Par conséquent, le tribunal condamnera BNP PARIBAS à payer à Monsieur [N] [J] la somme 9 631 €.
E- Sur le paiement des intérêts
Les pénalités énoncées dans l’article L. 133-18 du code monétaire et financier ne peuvent s’appliquer dans la mesure où l’opération non autorisée n’a pas été caractérisée et retenue.
En conséquence, le taux légal sera appliqué à compter de la date de l’assignation, soit le 24 décembre 2024.
2- Sur les demandes accessoires
Monsieur [N] [J] a été contraint, pour assurer la défense de ses droits, d’engager des frais qu’il serait inéquitable de laisser à sa charge, que toutefois sa demande d’indemnité de 5 000 € en application des dispositions de l’article 700 du code de procédure civile n’est pas justifiée et que par conséquent la BNP PARIBAS sera condamnée à payer à Monsieur [N] [J] la somme de 1 500 €.
En application de l’article 696 du code de procédure civile, celui qui succombe, supporte les dépens, en l’espèce, la BNP PARIBAS sera condamnée aux entiers dépens de l’instance avec droit de recouvrement direct au profit de Me Julien TRENTE de la SELARL LEXFACE, avocat conformément aux dispositions de l’article 699 du code de procédure civile.
En application de l’article 514 du code de procédure civile et vu que ni la nature de l’affaire, ni les circonstances de l’espèce ne justifient que l’exécution provisoire soit écartée.
Les parties seront déboutées du surplus de leurs demandes.
PAR CES MOTIFS
Le Tribunal statuant publiquement, par décision contradictoire et en premier ressort,
Condamne la BNP PARIBAS à payer à Monsieur [N] [J] la somme 9 631 € outre intérêts au taux légal à compter de la date de l’assignation soit le 24 décembre 2024 ;
Condamne la BNP PARIBAS à payer à Monsieur [N] [J] la somme de 1 500 € au titre de l’article 700 du code de procédure civile ;
Condamne BNP PARIBAS aux entiers dépens dont frais de Greffe taxés et liquidés à 67,23 € avec droit de recouvrement direct au profit de Me Julien TRENTE de la SELARL LEXFACE, avocat conformément aux dispositions de l’article 699 du code de procédure civile ;
Dit qu’en application de l’article 514 du code de procédure civile, la présente décision est de droit exécutoire par provision ;
Déboute les parties du surplus de leurs demandes.
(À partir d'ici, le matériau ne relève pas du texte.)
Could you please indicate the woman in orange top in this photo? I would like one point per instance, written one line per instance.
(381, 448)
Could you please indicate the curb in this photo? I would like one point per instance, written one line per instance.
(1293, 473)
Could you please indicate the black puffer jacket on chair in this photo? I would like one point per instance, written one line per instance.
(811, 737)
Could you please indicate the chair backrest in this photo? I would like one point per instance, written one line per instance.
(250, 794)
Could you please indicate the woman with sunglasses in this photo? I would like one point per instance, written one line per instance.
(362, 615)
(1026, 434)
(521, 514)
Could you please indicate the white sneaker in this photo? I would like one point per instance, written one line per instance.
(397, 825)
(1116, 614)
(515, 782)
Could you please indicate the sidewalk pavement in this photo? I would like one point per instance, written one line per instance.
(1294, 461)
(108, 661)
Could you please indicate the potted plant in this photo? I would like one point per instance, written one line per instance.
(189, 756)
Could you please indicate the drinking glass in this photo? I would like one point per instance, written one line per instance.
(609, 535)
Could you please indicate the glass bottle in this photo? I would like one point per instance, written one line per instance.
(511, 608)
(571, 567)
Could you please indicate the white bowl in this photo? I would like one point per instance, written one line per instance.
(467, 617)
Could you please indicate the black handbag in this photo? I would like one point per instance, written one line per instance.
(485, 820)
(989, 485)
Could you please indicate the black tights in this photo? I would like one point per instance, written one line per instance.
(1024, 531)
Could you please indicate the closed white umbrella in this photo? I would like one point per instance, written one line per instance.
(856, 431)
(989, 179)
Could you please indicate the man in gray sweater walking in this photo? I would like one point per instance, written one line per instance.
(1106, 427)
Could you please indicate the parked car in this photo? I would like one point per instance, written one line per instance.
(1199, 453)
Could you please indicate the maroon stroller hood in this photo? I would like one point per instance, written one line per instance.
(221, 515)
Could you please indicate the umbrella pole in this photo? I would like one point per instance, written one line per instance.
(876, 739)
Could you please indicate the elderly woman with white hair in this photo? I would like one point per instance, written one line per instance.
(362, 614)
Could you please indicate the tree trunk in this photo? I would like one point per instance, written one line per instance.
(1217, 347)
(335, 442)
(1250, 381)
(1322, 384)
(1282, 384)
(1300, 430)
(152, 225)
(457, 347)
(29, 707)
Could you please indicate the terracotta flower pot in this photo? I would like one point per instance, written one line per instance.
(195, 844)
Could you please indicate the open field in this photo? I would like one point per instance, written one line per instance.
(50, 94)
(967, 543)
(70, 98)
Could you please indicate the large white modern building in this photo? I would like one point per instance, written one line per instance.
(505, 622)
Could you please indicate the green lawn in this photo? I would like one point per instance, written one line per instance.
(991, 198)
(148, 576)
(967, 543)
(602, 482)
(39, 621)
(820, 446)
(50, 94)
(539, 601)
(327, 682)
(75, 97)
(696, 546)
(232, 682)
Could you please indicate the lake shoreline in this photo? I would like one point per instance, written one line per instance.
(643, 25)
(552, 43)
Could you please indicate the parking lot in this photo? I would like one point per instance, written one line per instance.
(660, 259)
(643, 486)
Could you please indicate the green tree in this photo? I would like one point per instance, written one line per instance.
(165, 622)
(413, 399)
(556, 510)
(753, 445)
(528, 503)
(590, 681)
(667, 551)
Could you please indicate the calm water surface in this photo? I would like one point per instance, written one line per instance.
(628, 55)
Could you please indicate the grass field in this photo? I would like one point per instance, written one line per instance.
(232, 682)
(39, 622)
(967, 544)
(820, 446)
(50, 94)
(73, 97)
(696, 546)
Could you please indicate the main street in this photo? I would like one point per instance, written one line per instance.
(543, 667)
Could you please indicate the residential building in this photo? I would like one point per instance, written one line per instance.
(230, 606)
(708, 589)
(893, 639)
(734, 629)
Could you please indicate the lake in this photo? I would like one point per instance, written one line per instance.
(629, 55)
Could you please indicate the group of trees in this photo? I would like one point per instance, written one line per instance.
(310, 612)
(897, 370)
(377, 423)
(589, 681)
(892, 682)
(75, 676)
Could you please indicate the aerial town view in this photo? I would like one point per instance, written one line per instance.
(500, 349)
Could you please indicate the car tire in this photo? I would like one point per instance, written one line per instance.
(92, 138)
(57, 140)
COMPOSITION DU TRIBUNAL LORS DES DEBATS ET DU DELIBERE
Président : Monsieur Patrick THIVILLIER Juges : Madame Mireille DUFFAY, Monsieur Sylvain LEPETIT, Assistés, lors des débats et du prononcé de Mademoiselle Clémentine FAURE, commis-greffier.
Ainsi prononcé au nom du peuple français, par mise à disposition au Greffe du Tribunal de Commerce de Saint Etienne, le 12/03/2026, conformément à l’article 450 du Code de Procédure Civile, par l’un des juges en ayant délibéré ainsi que le Greffier.
Le Greffier
Le Président
Signe electroniquement par Patrick THIVILLIER
Signe electroniquement par Clementine FAURE, commis-greffier.